After all was any fascist, monarchist, anarchist, communist more right than another? Saint-Exupery is not above politics— he is wise to know it affects all areas of men’s lives— he just argues that the willingness to kill and be killed for a belief system betrays a fundamental, yet invisible rule of man: “All beliefs are demonstrably true. All men are demonstrably in the right. Anything can be demonstrated by logic… To agree to discuss them is tantamount to despairing of the salvation of mankind— whereas everywhere about us men manifest identical yearnings. What all of us want is to be set free.”

Though a pioneer in aviation, interestingly Saint-Exupery disdained many of the emerging rubrics of modern life: bureaucracy, ideology, and most especially, industrialization. What he seemed to loathe in all of these was depersonalization, the reduction of man into a machine processed to dig minerals from the earth, file paperwork, or charge enemy trenches. In doing so it was quickly or slowly making null and void a human being.

Later, back in France, Saint-Exupery is restless on an overnight train and wanders to the lower class compartments where Polish migrant workers are sardine-canned into tight compartments, exhausted and beaten-down. He takes a seat across a young couple as extinguished as any of them and concludes:

“The problem does not reside in this poverty, in this filth, in this ugliness. But this same man and this same woman met one day. This man must have smiled at this woman. He may, after his work was done, have brought her flowers. Timid and awkward, perhaps he trembled lest she disdain him. And this woman, out of natural coquetry, this woman sure of her charms, perhaps took pleasure in teasing him. And this man, this man who is now no more than a machine for swinging a pick or a sledge-hammer, must have felt in his heart a delicious anguish. The mystery is that they should become these lumps of clay. Into what terrible mould were they forced? What was it that marked them like this as if they had been put through a monstrous stamping machine? A deer, a gazelle, any animal grown old preserves its grace. What is it that corrupts this wonderful clay of which man is kneaded?”
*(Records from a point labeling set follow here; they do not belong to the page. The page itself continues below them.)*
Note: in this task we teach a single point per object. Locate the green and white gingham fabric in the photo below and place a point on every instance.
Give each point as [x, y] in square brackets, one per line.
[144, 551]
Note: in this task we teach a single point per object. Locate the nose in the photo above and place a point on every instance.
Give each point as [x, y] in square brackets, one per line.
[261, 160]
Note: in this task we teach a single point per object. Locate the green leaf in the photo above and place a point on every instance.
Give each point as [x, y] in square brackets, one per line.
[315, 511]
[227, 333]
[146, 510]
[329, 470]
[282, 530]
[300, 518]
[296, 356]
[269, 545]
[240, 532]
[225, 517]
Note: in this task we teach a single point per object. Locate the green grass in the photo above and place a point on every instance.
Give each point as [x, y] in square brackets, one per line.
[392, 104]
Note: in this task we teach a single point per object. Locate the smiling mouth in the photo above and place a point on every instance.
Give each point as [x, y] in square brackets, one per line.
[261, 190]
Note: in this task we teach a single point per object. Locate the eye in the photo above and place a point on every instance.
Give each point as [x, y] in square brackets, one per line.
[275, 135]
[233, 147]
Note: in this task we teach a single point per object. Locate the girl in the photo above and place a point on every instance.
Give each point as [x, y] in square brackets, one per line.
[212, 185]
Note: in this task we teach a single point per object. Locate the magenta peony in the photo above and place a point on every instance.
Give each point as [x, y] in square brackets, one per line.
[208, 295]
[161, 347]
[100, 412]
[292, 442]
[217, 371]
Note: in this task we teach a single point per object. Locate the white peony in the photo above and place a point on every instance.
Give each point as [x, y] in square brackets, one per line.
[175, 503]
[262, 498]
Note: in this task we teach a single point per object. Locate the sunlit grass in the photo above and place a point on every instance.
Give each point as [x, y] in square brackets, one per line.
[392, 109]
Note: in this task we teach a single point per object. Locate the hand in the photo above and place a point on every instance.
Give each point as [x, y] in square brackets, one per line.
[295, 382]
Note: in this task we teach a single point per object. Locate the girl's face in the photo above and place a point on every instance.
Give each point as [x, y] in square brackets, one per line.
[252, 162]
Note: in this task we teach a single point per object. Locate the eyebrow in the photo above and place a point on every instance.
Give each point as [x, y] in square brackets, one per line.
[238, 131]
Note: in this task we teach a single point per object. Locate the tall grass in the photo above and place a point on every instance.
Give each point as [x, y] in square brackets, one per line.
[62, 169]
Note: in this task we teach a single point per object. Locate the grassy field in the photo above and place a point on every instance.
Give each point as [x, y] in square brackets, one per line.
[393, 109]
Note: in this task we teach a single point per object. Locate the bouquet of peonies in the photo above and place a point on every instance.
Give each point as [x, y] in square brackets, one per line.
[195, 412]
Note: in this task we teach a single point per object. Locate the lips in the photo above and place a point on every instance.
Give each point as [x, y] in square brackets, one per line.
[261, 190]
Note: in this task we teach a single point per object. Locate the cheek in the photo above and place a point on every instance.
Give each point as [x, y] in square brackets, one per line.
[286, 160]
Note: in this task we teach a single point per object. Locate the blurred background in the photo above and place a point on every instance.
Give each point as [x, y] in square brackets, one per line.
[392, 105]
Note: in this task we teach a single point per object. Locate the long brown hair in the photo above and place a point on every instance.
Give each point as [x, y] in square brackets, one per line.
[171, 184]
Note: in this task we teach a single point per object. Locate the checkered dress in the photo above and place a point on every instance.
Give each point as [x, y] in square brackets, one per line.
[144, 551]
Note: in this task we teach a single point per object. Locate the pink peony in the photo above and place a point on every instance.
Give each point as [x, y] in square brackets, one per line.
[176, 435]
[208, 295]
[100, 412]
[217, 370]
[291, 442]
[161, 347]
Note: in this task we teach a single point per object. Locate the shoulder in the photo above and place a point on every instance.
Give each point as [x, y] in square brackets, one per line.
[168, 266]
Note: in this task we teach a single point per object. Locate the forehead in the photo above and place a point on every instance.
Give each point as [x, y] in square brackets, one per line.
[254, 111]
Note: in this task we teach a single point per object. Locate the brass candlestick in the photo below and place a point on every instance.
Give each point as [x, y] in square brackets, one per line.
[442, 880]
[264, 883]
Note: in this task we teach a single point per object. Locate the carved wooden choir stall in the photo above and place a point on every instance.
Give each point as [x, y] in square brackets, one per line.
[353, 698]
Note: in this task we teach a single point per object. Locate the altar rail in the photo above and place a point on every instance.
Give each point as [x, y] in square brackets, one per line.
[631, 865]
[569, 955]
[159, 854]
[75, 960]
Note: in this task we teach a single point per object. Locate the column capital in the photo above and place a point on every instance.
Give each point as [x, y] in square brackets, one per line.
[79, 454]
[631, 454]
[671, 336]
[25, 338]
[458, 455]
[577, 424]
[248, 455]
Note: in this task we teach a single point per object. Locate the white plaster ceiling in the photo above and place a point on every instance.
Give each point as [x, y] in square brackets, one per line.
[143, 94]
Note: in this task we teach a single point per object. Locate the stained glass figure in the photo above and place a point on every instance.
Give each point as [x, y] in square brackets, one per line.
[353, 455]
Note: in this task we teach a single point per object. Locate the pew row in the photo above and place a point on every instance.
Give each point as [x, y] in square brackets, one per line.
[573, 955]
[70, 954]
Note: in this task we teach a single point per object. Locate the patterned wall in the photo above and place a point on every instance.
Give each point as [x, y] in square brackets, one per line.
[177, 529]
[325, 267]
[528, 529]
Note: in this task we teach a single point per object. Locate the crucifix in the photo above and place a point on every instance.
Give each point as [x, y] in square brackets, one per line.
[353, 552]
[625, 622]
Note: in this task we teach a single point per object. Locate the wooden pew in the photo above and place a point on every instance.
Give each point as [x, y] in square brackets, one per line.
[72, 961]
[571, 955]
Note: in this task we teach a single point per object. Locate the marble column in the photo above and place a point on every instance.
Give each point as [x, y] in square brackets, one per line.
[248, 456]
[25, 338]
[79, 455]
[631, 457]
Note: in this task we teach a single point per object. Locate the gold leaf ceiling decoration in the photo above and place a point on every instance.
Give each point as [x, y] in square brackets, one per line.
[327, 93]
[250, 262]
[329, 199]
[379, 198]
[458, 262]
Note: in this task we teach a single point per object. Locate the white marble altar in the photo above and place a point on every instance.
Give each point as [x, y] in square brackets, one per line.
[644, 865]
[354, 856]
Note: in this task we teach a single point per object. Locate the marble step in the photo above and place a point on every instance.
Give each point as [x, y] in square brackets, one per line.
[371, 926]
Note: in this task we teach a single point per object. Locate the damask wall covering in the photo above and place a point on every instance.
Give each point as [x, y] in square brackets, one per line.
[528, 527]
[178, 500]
It is the forces of tragedy at work that death often robs those most vivacious among us. In 1944, flying for the French Free Forces, Saint-Exupery was shot down after taking off from Corsica. He was just forty-four years old. What he would have had to say about Auschwitz, Hiroshima, Cold War terror, the end of colonialism, and Civil Rights movements we shall never know.

In his brief life, Saint-Exupery had many heartbreaking experiences but when he witnessed death, he did not see it as a moment of great pain or abasement, but a man's spirit being stolen from the world:

“I thought of the white sanatorium where the light of a man’s life goes quietly out in the presence of those who love him and who garner as if it were an inestimable treasure his last words, his ultimate smile. How right hey are! Seeing that this same whole is never again to take shape in the world. Never again will be heard exactly that note of laughter, that intonation of voice, that quality of repartee. Each individual is a miracle. No wonder we go on speaking of the dead for twenty years.”

Or in the cases of some truly loving, charismatic men, go on cherishing for all eternity.

1 comment:

  1. his philosophy is compelling and straightforward... serene and yet somehow practical.

    glad you enjoyed it. get hold of a copy of Calvino's Invisible Cities when you can.